Die Presse: Es gibt Pläne für eine zweite Pipeline, mit der das Öl der autonomen Kurdenregion im Irak über die Türkei exportiert werden soll. Unterstützt die Kurdenregion die Friedensgespräche zwischen der Türkei und der kurdischen Untergrundorganisation PKK, um für die Pipeline ein sicheres Umfeld zu schaffen?

Falah Mustafa Bakir: Nein, wir unterstützen den Friedensprozess, um das jahrzehntelange Blutvergießen zu stoppen. Und wir wollen gute Beziehungen zur Türkei. Die Türkei ist unser wichtigster Handelspartner. Deshalb ermuntern wie beide Seiten zum Frieden.

Immer mehr PKK-Kämpfer marschieren mit ihren Waffen in die autonome Kurdenregion. Ist das nicht ein Sicherheitsproblem? Diese Kritik kommt auch aus Bagdad.

Wir verstehen Bagdads Sorge. Aber der Rückzug ist ein wichtiger Teil des Friedensprozesses zwischen Ankara und der PKK. Die Zahl der PKK-Kämpfer wird übertrieben. Diese Leute müssen, nachdem sie die Waffen niedergelegt haben, ein normales Leben fortsetzen. Es braucht eine Amnestie, damit sie in die Türkei zurückkehren können. Das ist eine Übergangsphase, es geht nicht um die permanente Verlegung der PKK-Kämpfer in die autonome Kurdenregion.

Es gibt auch andere Probleme zwischen Iraks Regierung und der Kurdenregion. Bagdad ist verärgert darüber, dass die Kurden immer mehr Öl an der Zentralregierung vorbeiexportieren.

Einige in Bagdad denken, dass sie alles kontrollieren müssen. Aber das ist vorbei. Der Irak ist jetzt ein föderaler, demokratischer, pluralistischer Staat. Bei unseren Rechten, die in Iraks Verfassung festgeschrieben sind, werden wir keine Zugeständnisse machen.

Im Irak nimmt die Gewalt zwischen sunnitischen und schiitischen Gruppen zu. Wie reagieren Sie darauf?

Was im Irak passiert, ist besorgniserregend. Die Führung in Bagdad muss Verantwortungsbewusstsein beweisen. Es geht nicht, dass der Irak zur Herrschaft einer einzigen Partei oder Religionsgruppe zurückkehrt.

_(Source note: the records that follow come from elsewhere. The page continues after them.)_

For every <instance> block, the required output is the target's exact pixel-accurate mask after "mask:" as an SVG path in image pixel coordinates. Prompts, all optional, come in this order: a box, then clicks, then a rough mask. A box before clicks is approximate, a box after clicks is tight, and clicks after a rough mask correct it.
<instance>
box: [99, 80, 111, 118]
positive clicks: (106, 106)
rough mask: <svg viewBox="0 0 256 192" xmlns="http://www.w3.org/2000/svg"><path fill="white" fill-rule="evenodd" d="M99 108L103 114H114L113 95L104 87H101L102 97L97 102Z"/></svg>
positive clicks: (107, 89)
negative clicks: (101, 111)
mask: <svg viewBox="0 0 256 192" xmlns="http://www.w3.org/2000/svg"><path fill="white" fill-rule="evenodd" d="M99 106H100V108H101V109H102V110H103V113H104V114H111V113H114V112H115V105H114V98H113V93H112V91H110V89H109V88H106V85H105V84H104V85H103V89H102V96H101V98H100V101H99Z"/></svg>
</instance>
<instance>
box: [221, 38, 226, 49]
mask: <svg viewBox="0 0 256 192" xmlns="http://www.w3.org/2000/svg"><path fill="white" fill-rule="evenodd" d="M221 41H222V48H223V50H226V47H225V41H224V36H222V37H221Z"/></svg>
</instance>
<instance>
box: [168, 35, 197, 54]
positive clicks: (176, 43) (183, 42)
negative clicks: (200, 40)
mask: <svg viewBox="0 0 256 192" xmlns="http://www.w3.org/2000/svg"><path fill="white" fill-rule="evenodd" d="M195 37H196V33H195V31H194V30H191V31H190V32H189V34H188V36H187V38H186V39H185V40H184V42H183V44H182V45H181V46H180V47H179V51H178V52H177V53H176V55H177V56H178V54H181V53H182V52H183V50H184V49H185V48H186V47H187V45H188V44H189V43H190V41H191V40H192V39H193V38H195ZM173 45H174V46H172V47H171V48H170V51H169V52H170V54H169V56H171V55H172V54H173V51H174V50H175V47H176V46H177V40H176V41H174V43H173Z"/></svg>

Wenn die Sunniten denken, dass sie marginalisiert werden, sind sie natürlich nicht glücklich darüber. Im Irak müssen die Verfassung und das Prinzip der Machtteilung eingehalten werden.

Auch die Kurden in Syrien haben sich de facto eine Autonomie erkämpft. Das Assad-Regime hat sich dort aus den Kurdengebieten zurückgezogen.

Die Kurden in Syrien müssen ihre eigene Zukunft bestimmen. Leider ist Syriens Opposition bisher nicht auf die kurdischen Forderungen eingegangen: Hier sehen wir bisher nicht viel Unterschied zum Regime in Damaskus. Für uns ist es wichtig, dass Syriens Kurden mit einer Stimme sprechen.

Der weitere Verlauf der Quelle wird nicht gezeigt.